A review into the use of unauthorised springs in children at Temple Street hospital will make interim findings by the end of this year, according to the State’s health watchdog.
On Friday, the Health Information and Quality Authority (Hiqa) published its terms of reference for the independent statutory review ordered by Minister for Health Stephen Donnelly after it emerged that non CE-certified springs were implanted in three children at the hospital.
Hiqa’s review is into the governance and oversight of the use of surgical implants and implantable medical devices in Children’s Health Ireland (CHI), including the CHI site at Temple Street.
The review will be conducted in two phases; the first looking at Temple Street and the second involving a wider examination of CHI.
“It is essential that children and their families, as well as the wider public, can be assured that surgical services are safe, and that appropriate governance structures are in place,” said Sean Egan, Hiqa’s director of healthcare regulation.
“This review aims to determine the end-to-end processes around any use of non-CE spring implants during spinal surgery in CHI at Temple Street. It will also assess the controls, oversight processes and governance arrangements in place within all CHI hospitals and services for the use of such implants and medical devices, including internal governance processes in meeting regulatory requirements.
“Furthermore, we will report on any potential opportunities for wider system learnings and system-wide improvements.”
Hiqa says it intends to conclude the first phase of the review, dealing with Temple Street, “as quickly as possible in the interest of providing answers to the Minister no later than the end of 2023″.

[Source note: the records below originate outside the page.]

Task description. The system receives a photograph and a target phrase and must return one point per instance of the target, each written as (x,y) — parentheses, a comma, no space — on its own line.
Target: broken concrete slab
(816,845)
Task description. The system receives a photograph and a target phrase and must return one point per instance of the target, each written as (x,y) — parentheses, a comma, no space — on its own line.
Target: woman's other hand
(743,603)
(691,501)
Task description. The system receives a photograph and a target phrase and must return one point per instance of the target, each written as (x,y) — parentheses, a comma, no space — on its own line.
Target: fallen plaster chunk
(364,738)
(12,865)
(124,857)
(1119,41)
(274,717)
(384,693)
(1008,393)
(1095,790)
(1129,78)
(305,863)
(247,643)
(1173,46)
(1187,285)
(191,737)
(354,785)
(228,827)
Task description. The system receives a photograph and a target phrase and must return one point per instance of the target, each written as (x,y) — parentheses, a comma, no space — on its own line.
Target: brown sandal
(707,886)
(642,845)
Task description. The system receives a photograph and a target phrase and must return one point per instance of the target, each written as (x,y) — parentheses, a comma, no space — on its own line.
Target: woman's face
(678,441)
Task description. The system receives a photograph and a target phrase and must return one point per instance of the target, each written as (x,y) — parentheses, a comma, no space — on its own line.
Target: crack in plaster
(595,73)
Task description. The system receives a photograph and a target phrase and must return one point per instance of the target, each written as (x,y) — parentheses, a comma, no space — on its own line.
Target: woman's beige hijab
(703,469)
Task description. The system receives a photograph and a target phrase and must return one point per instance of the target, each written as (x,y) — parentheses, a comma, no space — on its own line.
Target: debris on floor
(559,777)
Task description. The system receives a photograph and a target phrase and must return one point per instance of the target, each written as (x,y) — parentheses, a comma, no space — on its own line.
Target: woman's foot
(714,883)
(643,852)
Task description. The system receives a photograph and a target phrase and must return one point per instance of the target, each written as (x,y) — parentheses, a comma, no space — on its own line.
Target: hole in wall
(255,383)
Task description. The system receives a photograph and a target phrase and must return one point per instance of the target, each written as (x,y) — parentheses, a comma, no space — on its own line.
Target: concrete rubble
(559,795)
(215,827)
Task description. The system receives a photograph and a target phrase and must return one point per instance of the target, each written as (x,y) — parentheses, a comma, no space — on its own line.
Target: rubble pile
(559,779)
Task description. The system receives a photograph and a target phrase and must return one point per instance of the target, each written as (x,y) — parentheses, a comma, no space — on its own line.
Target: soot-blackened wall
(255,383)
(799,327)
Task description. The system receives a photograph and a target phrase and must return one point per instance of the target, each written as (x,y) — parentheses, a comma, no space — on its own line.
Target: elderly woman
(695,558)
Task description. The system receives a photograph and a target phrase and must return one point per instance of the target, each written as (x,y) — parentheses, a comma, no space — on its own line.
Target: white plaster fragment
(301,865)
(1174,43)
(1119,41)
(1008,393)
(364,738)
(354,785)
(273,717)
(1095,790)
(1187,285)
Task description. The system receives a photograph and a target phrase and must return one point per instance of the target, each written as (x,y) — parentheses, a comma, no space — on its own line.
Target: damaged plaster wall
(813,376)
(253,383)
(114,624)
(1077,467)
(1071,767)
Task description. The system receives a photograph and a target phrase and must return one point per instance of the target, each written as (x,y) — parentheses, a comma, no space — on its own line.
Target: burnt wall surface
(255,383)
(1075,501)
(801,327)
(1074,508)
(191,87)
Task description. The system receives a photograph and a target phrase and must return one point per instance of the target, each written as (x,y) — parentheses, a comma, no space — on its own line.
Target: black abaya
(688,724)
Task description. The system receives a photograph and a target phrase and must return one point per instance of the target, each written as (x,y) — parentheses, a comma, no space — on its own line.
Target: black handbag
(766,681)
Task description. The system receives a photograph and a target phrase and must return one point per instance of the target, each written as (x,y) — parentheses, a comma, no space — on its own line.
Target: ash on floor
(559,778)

The second phase will examine “controls and oversight processes and governance within CHI on the use of surgical implants/implantable medical devices, including processes around regulatory requirements and notifications”.
In assessing the quality and safety of services, Hiqa says it will assess the extent to which the governance arrangements support a child-centred approach to care and the provision of safe and effective care, in relation to the use of surgical devices in children.
A consultant at Temple Street hospital has been referred to the Medical Council after two serious incidents in children undergoing spinal surgery, including the death of a child. An internal review found high complication rates, including repeated returns for surgery and high infection rates.
It later emerged that unauthorised springs were implanted in three children, two of which have been removed.
A separate review into these issues, ordered by the HSE, is ongoing.